IgG4-related disease (IgG4-RD)

  • The IgG4-related disease (IgG4-RD) was first described as a systemic immune-mediated non-neoplastic disease associated with IgG4 positive plasma cells and fibrosis by Kamisawa et al.
  • It often presents as a mass lesion and can be confused with malignancy.
  • Although the disease could affect virtually any anatomical site, there are strong predilections for certain organs such as the major salivary glands, the orbit, lacrimal glands, the pancreaticobiliary system, lung, kidney, aorta, retroperitoneum, meninges, and thyroid gland.
  • IgG4-related lymphadenopathy is a common but under recognized manifestation of IgG4-RD. Generalized lymphadenopathy is reported in up to 80% of patients with IgG4-RD on imaging. It can be the initial manifestation of systemic IgG4-RD or can occur in the due course of the illness. Most often, multiple lymph node groups are commonly involved and unlike lymphomas, constitutional symptoms are generally absent.
  • Characteristic histopathological features of IgG4-RD have been established for extranodal sites. However, most of the studies with regards to IgG4-related lymphadenopathy have documented mainly nonspecific histopathological features.
  • A recent study by Bledsoe et al. has focussed on this issue.
  • Established morphologic patterns of IgG4-related lymphadenopathy include Castleman disease-like, follicular hyperplasia, interfollicular expansion, progressive transformation of germinal centers (PTGC), and inflammatory pseudotumor (IPT)-like patterns. Their study has shown that the IPT-like and interfollicular expansion patterns of IgG4-related lymphadenopathy are highly specific for IgG4-RD.
  • Perifollicular or wreath-like granulomas have also been reported to be characteristic features.

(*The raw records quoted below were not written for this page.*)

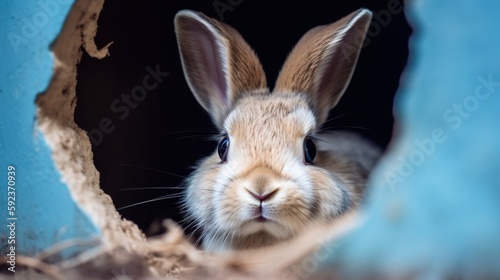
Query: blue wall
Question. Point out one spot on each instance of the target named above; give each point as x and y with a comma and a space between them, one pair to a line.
45, 211
434, 204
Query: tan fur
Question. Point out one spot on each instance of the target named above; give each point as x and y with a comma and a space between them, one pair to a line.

  • The diagnosis of IgG4-RD in lymph node excision biopsy is difficult and cannot be solely based on morphology and immunohistochemistry. In an appropriate clinical setting and supportive investigations, the diagnosis can be made.

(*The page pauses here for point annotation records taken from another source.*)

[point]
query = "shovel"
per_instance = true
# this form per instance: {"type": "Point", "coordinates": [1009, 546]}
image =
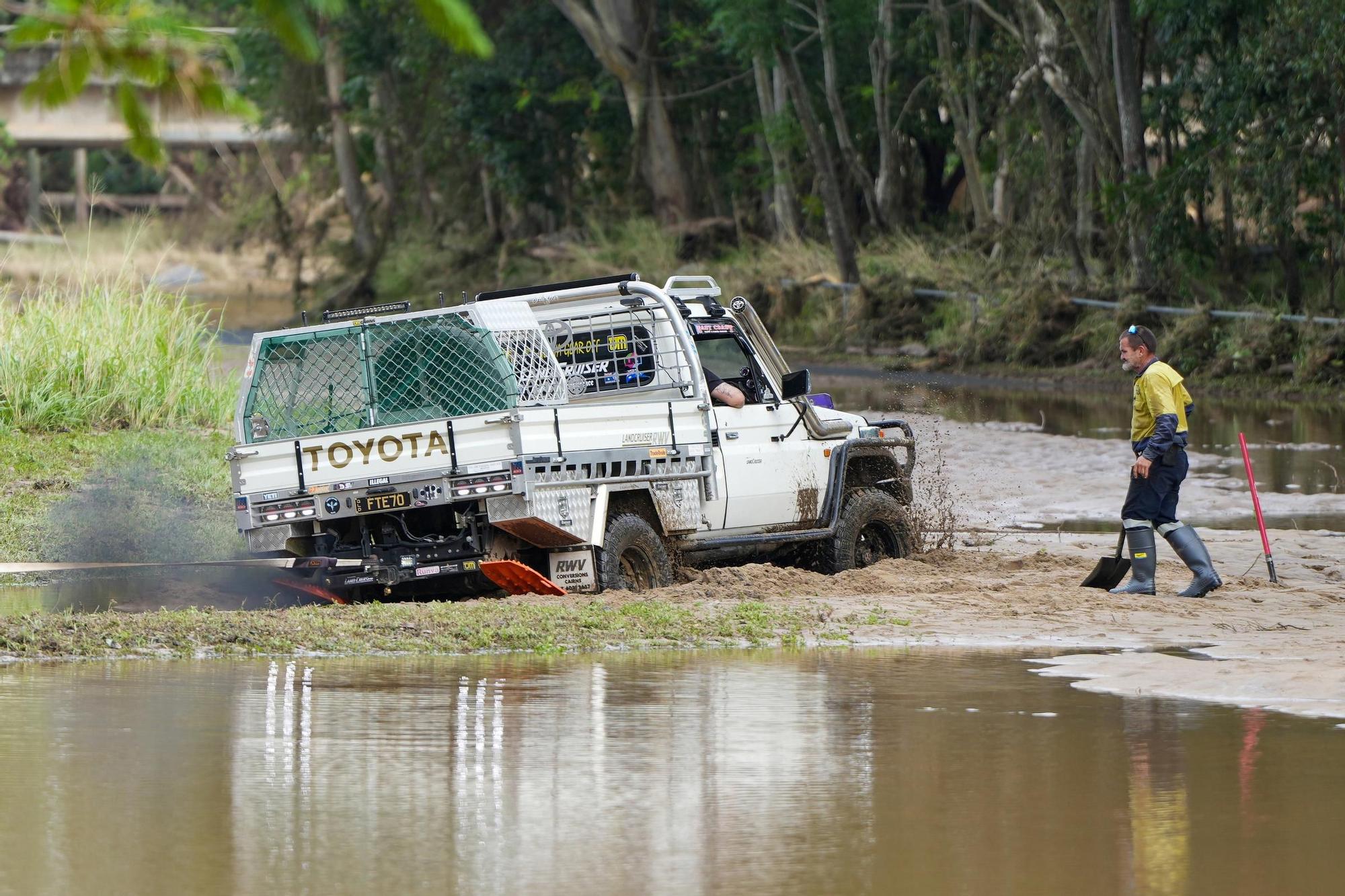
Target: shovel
{"type": "Point", "coordinates": [1110, 571]}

  • An early diagnosis renders timely intervention and prevents the progression of the disease and its complications.

References

  • Bledsoe JR, Della-Torre E, Rovati L et al. IgG4-related disease: review of the histopathologic features, differential diagnosis, and therapeutic approach. APMIS. 2018;126:459-476.
  • Bledsoe JR , Ferry JA , Neyaz A et al. IgG4-related lymphadenopathy: A comparative study of 41 cases reveals distinctive histopathologic features. 2020 Sep 1. doi: 10.1097/PAS.0000000000001579. Online ahead of print.